I have been thinking a lot lately about Heaven. I have some dear friends who follow Christ but don't think pondering  Heaven is worthy of their time. A few years ago, I accepted this belief & somewhat agreed that we need to spend each day in the present, not dwelling on our future. The only problem was, thoughts of Heaven kept nagging at my heart. I wanted to know more about Heaven. I wanted to dwell on Heaven.

While browsing at my favorite bookstore, I ran smack dab into an author that would save my life. His name is Randy Alcorn. He founded a ministry called Eternal Life Perspectives. He wrote 2 of my favorite books, If God is Good and Heaven. He relieved me of my guilt for wanting to dwell on Heaven. I wasn't dying at the time I met this author on the bookshelf. In fact, I was trying to live. I had just suffered a few deep losses, & I was trying to make sense of my new life.

So if I wasn't dying, how did this author save my life? I was trying to reconcile how a loving God could allow (if not cause) suffering & evil. I had just been the recipient of what I believe was evil. This evil affected me emotionally beyond what I can even comprehend. The mental suffering I would experience over the next 2 years was almost more than I could bear.

I knew God was with me. In fact, I never felt deserted. He took time to comfort me in every moment of my pain & to help me see the picture clearly. What I didn't know was that He was also preparing me for the next phase of my life: cancer. Probably a good thing I didn't have a crystal ball. God was preparing me for suffering by giving me a faith deep enough to stand up in the midst of personal anguish. The joke was on me. I thought I was reading these books so He could use me to help others. Truth is... He was saving me.

Okay... so God has allowed cancer to seep into every facet of my life. I am forever changed in every way: physically, mentally, emotionally, & spiritually. FACT: we will all die sometime. Dwelling on Heaven does change how we live today. It gives us a hope that can only come through Christ. I am quite at peace saying that pondering Heaven has saved my life. Without Heaven... I would be short sighted.
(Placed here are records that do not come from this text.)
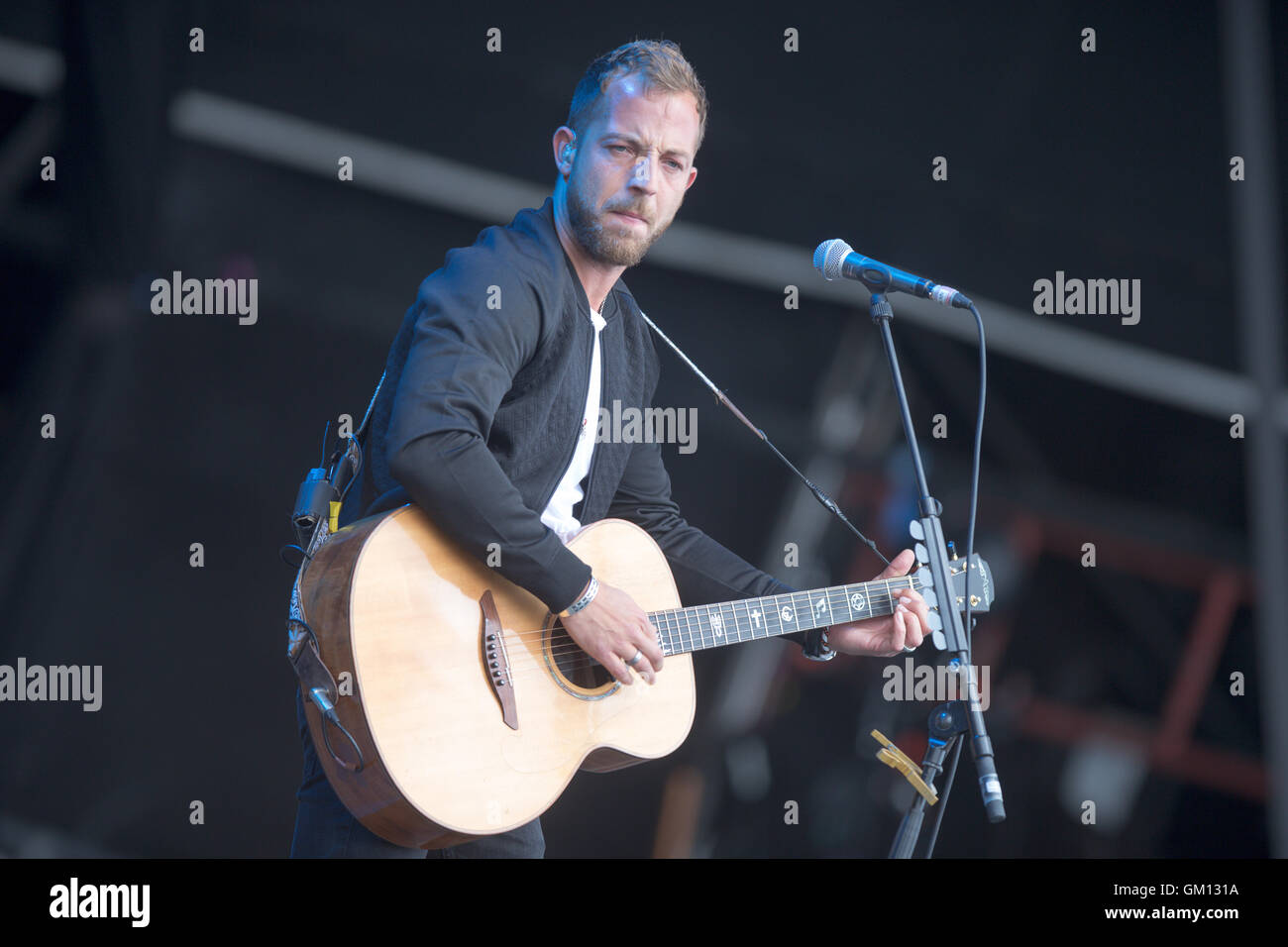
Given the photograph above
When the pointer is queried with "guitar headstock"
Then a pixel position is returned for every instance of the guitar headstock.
(974, 579)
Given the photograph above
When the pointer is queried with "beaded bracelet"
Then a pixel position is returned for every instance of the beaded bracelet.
(584, 600)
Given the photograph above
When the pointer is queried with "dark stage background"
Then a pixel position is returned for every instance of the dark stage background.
(1111, 684)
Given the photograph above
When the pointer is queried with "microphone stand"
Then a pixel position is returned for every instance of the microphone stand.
(947, 719)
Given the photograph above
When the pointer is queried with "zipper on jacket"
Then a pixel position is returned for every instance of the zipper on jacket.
(572, 449)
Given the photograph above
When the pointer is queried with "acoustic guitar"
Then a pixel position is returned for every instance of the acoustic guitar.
(458, 706)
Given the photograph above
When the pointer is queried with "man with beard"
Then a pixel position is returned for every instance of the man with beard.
(489, 408)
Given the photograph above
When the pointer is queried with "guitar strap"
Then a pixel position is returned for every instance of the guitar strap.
(317, 493)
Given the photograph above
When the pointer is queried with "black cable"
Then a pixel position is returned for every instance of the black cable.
(943, 800)
(294, 565)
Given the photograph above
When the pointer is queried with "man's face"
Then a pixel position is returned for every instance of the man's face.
(630, 171)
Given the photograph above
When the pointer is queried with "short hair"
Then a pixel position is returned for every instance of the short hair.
(662, 67)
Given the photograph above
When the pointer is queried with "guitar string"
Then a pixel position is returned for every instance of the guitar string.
(527, 661)
(681, 630)
(686, 630)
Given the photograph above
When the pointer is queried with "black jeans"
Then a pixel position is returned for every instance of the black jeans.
(326, 828)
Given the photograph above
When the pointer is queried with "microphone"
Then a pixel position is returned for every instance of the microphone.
(836, 260)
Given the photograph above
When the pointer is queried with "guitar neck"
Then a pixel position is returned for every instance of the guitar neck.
(698, 628)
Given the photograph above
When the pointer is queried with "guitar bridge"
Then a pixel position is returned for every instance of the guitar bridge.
(496, 661)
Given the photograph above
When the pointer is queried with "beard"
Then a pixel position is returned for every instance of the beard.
(614, 244)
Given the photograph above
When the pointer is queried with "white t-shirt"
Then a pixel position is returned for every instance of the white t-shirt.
(558, 513)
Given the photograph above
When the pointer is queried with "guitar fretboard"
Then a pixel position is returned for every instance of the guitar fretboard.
(697, 628)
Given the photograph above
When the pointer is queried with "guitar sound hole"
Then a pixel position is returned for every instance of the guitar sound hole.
(575, 664)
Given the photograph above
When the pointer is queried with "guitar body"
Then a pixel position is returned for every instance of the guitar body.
(395, 603)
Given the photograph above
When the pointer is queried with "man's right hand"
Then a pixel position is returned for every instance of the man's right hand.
(610, 629)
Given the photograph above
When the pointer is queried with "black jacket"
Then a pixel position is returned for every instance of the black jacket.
(482, 405)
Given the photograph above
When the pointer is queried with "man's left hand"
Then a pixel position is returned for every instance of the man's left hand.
(887, 635)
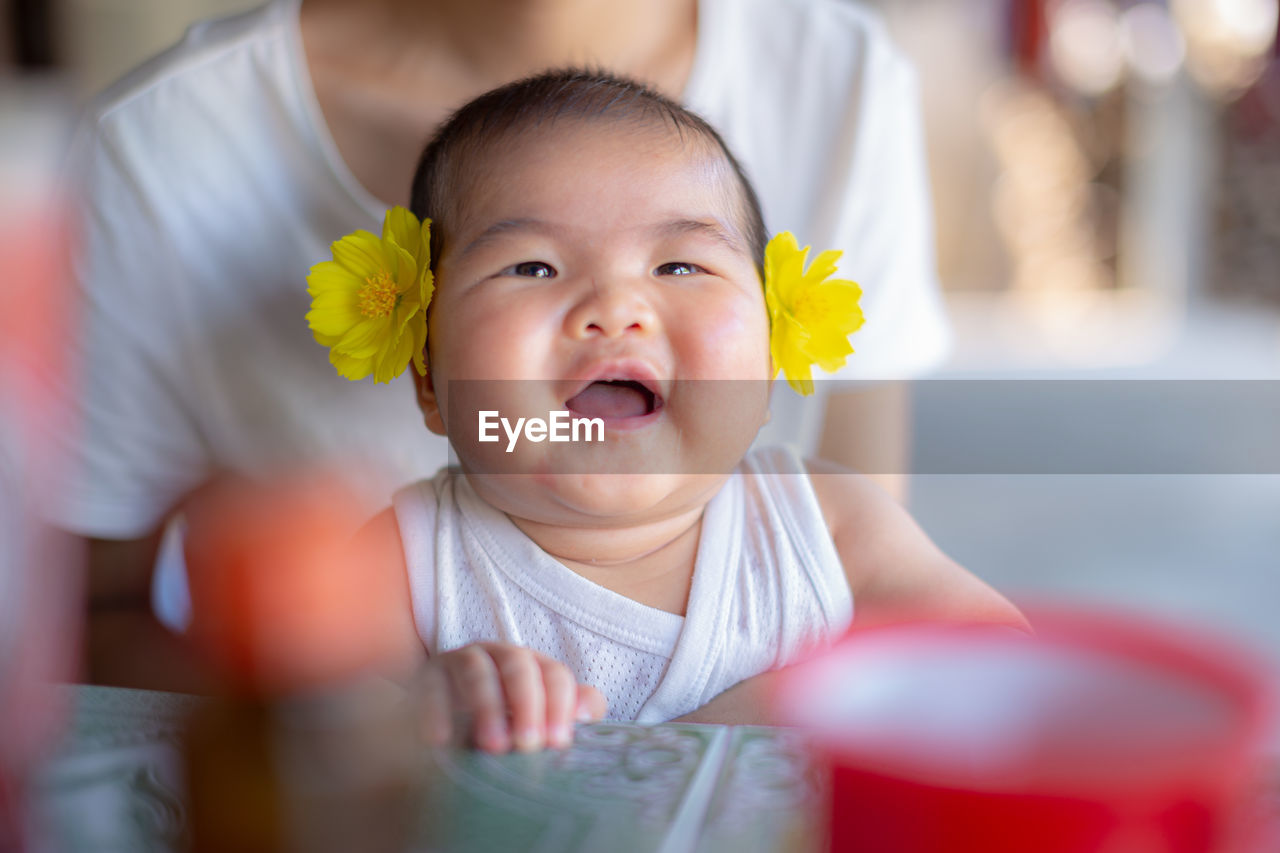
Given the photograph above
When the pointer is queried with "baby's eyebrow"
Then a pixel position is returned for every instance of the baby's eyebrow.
(506, 227)
(711, 228)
With Heaven, my focus is eternal.

How do I know all of this is real? Could the joke be again on me? I know this is real because of my personal experience. I believe what I read in the Bible. But... what if that's manufactured by humans? There is one element of the trinity that cannot be manufactured or disputed. However, I believe you have to experience Him, the Holy Spirit, to actually say beyond the shadow of a doubt, He is for real.

Before Jesus ascended into Heaven, He told his disciples that He would ask His Father  to send an Advocate to be with us forever: also called A Comforter, a Healer, a Counselor, a Spirit of Truth... I can say that this promise has been fulfilled in my life. I have experienced the Holy Spirit personally in each of the capacities Jesus used to describe Him. I have troubles like everyone else on this road called life, & I have a Holy Spirit that is forever with me touching my life in unexplainable ways.